Questionado sobre se entre as 13 vítimas mortais e os 80 feridos já confirmados no ataque terrorista em Barcelona existe algum português, António Costa disse que, “até agora”, o Governo não tem “qualquer indicação” nesse sentido.

O primeiro-ministro, que falava ao lado do Presidente da República, com quem visitou durante a tarde a zona afetada pelos incêndios que deflagraram em junho na região Centro, sublinhou ainda que o ataque desta tarde demonstra, “mais uma vez, que a ameaça terrorista é uma ameaça global”.

“Todos temos de estar preparados e temos sempre de nos ir aperfeiçoando”, defendeu.

Costa lembrou que esta semana foi promulgado pelo Presidente da República “um diploma muito importante” que permite aos serviços de informações o acesso a dados de comunicações, os metadados.

“A experiência tem indicado ser uma ferramenta muito importante para, em vários pontos da Europa, terem sido evitados atentados”, salientou.

António Costa admitiu, contudo, que “é impossível evitar” algumas situações, como a que aconteceu esta tarde em Barcelona, “mesmo com todo o arsenal de ferramentas”.

Mas, insistiu, “quanto mais e melhores forem os recursos” para prevenir, “menor é o risco”.

Ao final da tarde, o Presidente da República e o primeiro-ministro enviaram uma mensagem conjunta ao chefe do executivo espanhol e ao rei de Espanha manifestando “total solidariedade” e condenando o “ato terrorista” de Barcelona.

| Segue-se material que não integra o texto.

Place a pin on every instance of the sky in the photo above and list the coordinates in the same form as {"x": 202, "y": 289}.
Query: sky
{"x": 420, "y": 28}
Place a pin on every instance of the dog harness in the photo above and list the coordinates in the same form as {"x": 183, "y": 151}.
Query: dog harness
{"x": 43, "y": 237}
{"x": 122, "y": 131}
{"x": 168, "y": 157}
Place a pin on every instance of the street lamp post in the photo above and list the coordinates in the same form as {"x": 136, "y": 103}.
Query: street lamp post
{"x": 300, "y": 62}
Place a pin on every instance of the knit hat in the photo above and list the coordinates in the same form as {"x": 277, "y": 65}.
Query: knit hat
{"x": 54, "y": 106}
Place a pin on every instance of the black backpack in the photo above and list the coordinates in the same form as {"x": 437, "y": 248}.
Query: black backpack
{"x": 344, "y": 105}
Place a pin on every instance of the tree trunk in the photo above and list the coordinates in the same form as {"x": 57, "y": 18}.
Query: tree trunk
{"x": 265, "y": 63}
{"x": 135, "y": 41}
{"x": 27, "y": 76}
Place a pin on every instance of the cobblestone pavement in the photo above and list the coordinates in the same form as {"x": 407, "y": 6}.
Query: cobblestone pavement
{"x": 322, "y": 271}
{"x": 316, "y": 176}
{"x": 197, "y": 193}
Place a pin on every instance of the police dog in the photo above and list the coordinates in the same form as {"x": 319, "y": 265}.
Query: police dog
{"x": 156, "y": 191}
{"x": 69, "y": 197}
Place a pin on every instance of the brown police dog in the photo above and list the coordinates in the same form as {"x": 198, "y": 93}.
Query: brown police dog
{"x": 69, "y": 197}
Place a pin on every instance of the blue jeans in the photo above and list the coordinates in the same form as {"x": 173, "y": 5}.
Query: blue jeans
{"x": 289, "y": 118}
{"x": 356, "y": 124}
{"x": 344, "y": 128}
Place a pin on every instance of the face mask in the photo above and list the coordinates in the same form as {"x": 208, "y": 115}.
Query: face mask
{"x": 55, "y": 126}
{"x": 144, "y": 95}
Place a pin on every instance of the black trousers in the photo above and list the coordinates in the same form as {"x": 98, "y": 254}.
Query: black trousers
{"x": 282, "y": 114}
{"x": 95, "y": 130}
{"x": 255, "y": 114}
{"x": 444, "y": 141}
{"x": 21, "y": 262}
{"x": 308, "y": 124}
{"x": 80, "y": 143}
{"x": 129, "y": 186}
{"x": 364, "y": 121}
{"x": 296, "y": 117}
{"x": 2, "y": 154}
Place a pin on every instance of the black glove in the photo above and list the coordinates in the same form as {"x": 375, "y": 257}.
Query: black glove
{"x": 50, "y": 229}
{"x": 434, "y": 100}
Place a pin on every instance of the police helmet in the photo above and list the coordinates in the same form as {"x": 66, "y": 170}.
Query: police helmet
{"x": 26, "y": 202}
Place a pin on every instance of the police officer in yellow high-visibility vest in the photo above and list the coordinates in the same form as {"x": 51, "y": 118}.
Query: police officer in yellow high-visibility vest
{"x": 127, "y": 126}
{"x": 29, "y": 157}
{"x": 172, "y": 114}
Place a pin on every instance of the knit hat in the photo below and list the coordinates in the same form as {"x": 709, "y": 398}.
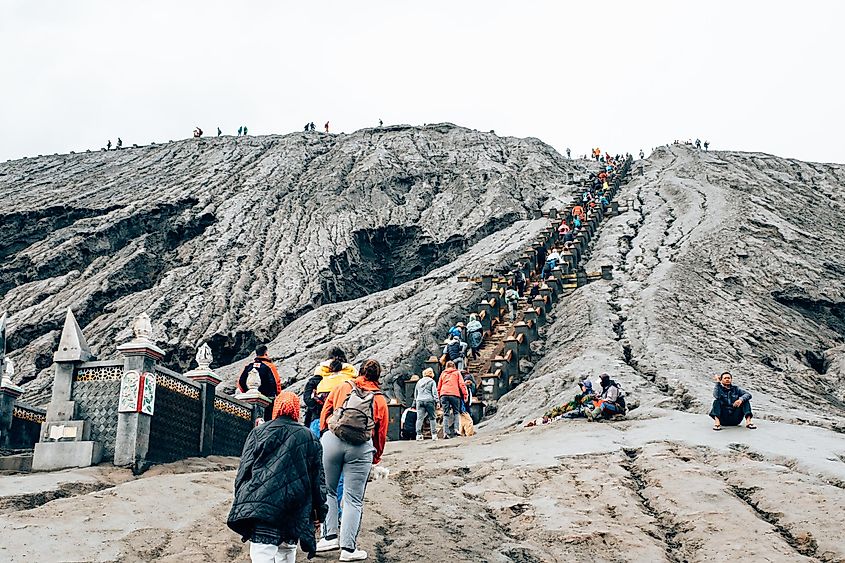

O ataque terrorista na capital da Catalunha ocorreu pelas 17:00 locais (16:00 em Lisboa), quando uma furgoneta branca galgou um passeio na zona da Praça da Catalunha, nas Ramblas, gerando pânico na zona diariamente frequentada por milhares de turistas.

Entretanto, a Polícia da Catalunha deteve duas pessoas por suposto envolvimento no atentado.

Os Mossos d'Esquadra também efetuaram várias operações no contexto da investigação ao atentado, e mantêm um amplo dispositivo antiterrorista no controlo das saídas da cidade condal, noticia a EFE.